Building and Earning Trust
- Openness – this is the single most important driver of trust. Honesty is part of this, including knowing that if someone has made a mistake they will own up to it. If you find admitting to a mistake difficult, remember that nobody is infallible, and trying to cover up mistakes usually leads to worse problems.
- Effective communication – employees have a need for clarity, to know what is expected of them by you as their leader, with regular feedback on their performance.
The ability to make timely decisions – this demonstrates your knowledge, confidence and competence as a leader, reassuring your employees.
Integrity - If you have integrity, you are congruent, that is, your actions do not contradict your values. You ‘walk the talk’. You do not say one thing with your words and another with your body language.
Empathy and caring – keeping promises, keeping confidences.
Commitment and reliability – a reputation for these two things makes you inherently more trustworthy.
- How secure the parties involved (the person trusting and the person being trusted) feel.
- How many similarities there are between the parties.
- How well aligned the parties’ interests are.
Hurley recommends the following actions for increasing security, similarities and the alignment of interests when you are the one being trusted:
- Spend more time explaining options and the risks of each, and offer some sort of safety net.
- Use the word ‘we’ more often and the word ‘I’ less. Emphasise what you have in common (values, goals, and so on).
- Be clear yourself about whose interests you are serving. Take others’ interest into account and find a way to accommodate them where possible.
Fixing Broken Trust
There are many ways to break trust. Reina and Reina (2014) list the following:
- Covering up mistakes
- Hoarding information
- Leaking confidential information
- Shooting the messenger
- Shutting down others’ ideas
- Taking credit for others’ work
- Throwing others under the bus
We could also add lying, arbitrarily breaking agreements and promises, and any type of callous, thoughtless behaviour.
Rebuilding trust always takes time. A psychological ‘contract’ has been broken, and has to be renegotiated. This refers to the unwritten set of expectations of the employment relationship as distinct from the formal, employment contract.

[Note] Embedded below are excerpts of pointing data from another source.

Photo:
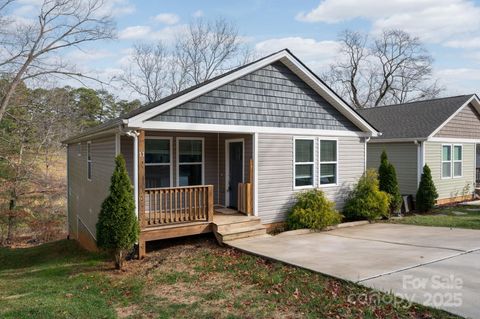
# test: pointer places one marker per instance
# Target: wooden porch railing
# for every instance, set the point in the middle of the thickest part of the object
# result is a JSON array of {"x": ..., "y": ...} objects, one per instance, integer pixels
[{"x": 167, "y": 206}]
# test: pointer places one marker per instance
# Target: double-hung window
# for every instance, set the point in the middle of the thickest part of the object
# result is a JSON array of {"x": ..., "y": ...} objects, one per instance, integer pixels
[
  {"x": 304, "y": 162},
  {"x": 457, "y": 160},
  {"x": 328, "y": 162},
  {"x": 89, "y": 161},
  {"x": 190, "y": 161},
  {"x": 452, "y": 161},
  {"x": 158, "y": 161}
]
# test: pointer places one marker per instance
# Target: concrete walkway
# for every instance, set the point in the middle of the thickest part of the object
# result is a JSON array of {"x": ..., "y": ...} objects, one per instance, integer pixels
[{"x": 435, "y": 266}]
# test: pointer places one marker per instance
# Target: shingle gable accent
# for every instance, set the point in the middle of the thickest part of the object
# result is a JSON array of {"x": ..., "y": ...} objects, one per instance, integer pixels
[{"x": 273, "y": 96}]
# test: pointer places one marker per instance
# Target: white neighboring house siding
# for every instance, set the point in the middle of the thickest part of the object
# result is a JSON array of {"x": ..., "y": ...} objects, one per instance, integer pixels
[{"x": 275, "y": 173}]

Always start by admitting that you have made a mistake or have acted wrongly. You need to meet with those whose trust has been broken and tell them this. Spell out exactly what it was that betrayed the trust to prove that you know. Say sorry. Allow the injured party or parties to express their feelings fully. Actively listen to them, acknowledging their feelings. Say what you intend to do to restore the broken trust, and check that this is considered adequate. Be prepared for scepticism. Be patient.
Above all, do not let your own ego get in the way. Trust can be rebuilt and, if skilfully mended, can be stronger than before (Holiday, 2016).
Covey, S. (1992) The Seven Habits of Highly Effective People. New York: Simon and Schuster Ltd.
Galford, R. M. and Drapeau, A. S. (2011) The Trusted Leader. Atria Books.
Hurley, R. (2006) The Decision to Trust. Harvard Business Review [online].
Available from: https://hbr.org/2006/09/the-decision-to-trust [Accessed 12 Aug 2022]
Holiday, R. (2016) Ego is the Enemy. Profile Books.
The Institute of Leadership and Management (2014) The Truth about Trust: Honesty and Integrity at Work.
Available from: https://www.institutelm.com/asset/1FECABB0-B108-4BE0-AA6DF8BA706F1831/ [Accessed 12 Aug 2022]
Reina, D. and Reina, M. (2014) 7 Powerful Steps to Rebuild Workplace Trust.